Majmudar’s characters in The Abundance are strikingly estranged from the political, social, and cultural life of India. Abhi and his wife, the story’s narrator, are interested exclusively in their Gujarati relatives and their well-being. Mala, the moody partner in an arranged marriage, and her secretive and assimilated brother, Ronak, lacking even that connection, have no connection at all to their parents’ motherland. Majmudar’s interest in India goes beyond family interest. The Indian social order fascinates him.

“Many people, when they look at India, tend to focus on its economic rise, especially in the high-tech sector,” he notes. “They overlook the strong historic divide between rich and poor. The poor, that other India, are still the unknown, the forgotten. But increasingly they are asserting themselves, and in many different ways, from the violent Maoist movement in Bengal to the protests against dams to their struggle for equality and a greater degree of representation in government that is to be lauded and encouraged by Indians in the diaspora.”

There is no mention of politics in The Abundance and few references to Hinduism itself, one of which offers a tragic-comic example of the hybridization Majumdar likes to speak of. Ronak, wanting to avoid conversing with his mother, particularly about her dying, presents her with a rendition of the Baghavad Gita on his iPhone. “You’ll like it,” he assures her. “It’s really holy.” With the second and third generations, Majmudar acknowledged, traditions inevitably get attenuated. “The language will get lost, names will become more multi-purpose than pure Indian. A new society, a new community takes shape. Families begin handing down their own traditions. Things change and things alter. In the end, hopefully, everyone winds up retaining some connection with their past.”

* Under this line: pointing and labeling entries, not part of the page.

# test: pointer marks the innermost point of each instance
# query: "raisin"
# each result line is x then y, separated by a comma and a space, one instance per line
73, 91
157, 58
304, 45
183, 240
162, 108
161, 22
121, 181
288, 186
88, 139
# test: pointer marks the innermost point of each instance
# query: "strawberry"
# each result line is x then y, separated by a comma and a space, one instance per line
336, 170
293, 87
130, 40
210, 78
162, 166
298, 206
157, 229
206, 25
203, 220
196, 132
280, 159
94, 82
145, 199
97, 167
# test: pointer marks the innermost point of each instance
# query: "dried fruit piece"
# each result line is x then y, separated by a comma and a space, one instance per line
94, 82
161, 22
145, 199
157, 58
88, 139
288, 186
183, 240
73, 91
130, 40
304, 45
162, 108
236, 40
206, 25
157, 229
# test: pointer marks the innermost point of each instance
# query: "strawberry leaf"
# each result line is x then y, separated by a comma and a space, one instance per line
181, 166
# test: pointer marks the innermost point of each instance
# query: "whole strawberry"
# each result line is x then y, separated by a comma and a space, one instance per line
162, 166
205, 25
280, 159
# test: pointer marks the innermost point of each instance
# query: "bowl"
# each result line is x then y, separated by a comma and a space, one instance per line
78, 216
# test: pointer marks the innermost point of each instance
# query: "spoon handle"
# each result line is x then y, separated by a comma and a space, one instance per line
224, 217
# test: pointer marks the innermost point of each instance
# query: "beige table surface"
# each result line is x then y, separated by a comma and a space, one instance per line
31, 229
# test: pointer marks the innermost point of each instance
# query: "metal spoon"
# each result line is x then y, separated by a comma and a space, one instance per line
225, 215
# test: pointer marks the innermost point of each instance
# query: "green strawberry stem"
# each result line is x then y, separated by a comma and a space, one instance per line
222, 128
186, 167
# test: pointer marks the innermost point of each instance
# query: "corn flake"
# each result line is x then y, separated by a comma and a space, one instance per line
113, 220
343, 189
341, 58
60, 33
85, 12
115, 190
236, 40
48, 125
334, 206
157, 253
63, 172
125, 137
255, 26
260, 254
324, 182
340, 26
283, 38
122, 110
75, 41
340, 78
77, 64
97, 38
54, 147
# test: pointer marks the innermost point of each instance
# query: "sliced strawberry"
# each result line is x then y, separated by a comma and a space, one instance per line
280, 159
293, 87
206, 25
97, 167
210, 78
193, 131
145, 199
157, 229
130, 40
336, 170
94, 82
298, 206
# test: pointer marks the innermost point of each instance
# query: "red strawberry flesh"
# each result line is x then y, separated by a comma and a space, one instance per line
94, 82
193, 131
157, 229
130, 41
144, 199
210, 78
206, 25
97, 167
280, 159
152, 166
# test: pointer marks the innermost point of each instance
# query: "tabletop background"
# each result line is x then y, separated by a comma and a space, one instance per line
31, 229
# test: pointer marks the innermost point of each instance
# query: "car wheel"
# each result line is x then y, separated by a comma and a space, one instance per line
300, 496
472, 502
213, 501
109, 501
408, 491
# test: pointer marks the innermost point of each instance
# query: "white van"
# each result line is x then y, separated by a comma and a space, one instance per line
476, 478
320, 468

In The Abundance, Indian food, the Indian kitchen, is the connection. The dying mother transmits her cooking skills to her daughter Mala, in whom she will live on in the form of feast, in whom the Indian culinary culture will live on. “Food survives where other cultural practices do not. Food is the last to go.” Reflecting on the winds of changes, electronic and otherwise, that swirl around Hinduism, Majmudar was unfazed.

“I am really not worried about the survival of Hinduism or traditional Indian culture. One of the names for Hinduism itself is Sanatana Dharma, the eternal dharma. What it tends to do is change form, change appearance, even change how it speaks about itself, but it ends up in some way or another persistent. I like to sit back and watch the hybridization take place, but also how the ancient traditions persist, and how they persist in me.”


Robert Hirschfield is a New York-based freelance writer whose work has appeared in Outlook, Sojourners, and Matador, among other publications.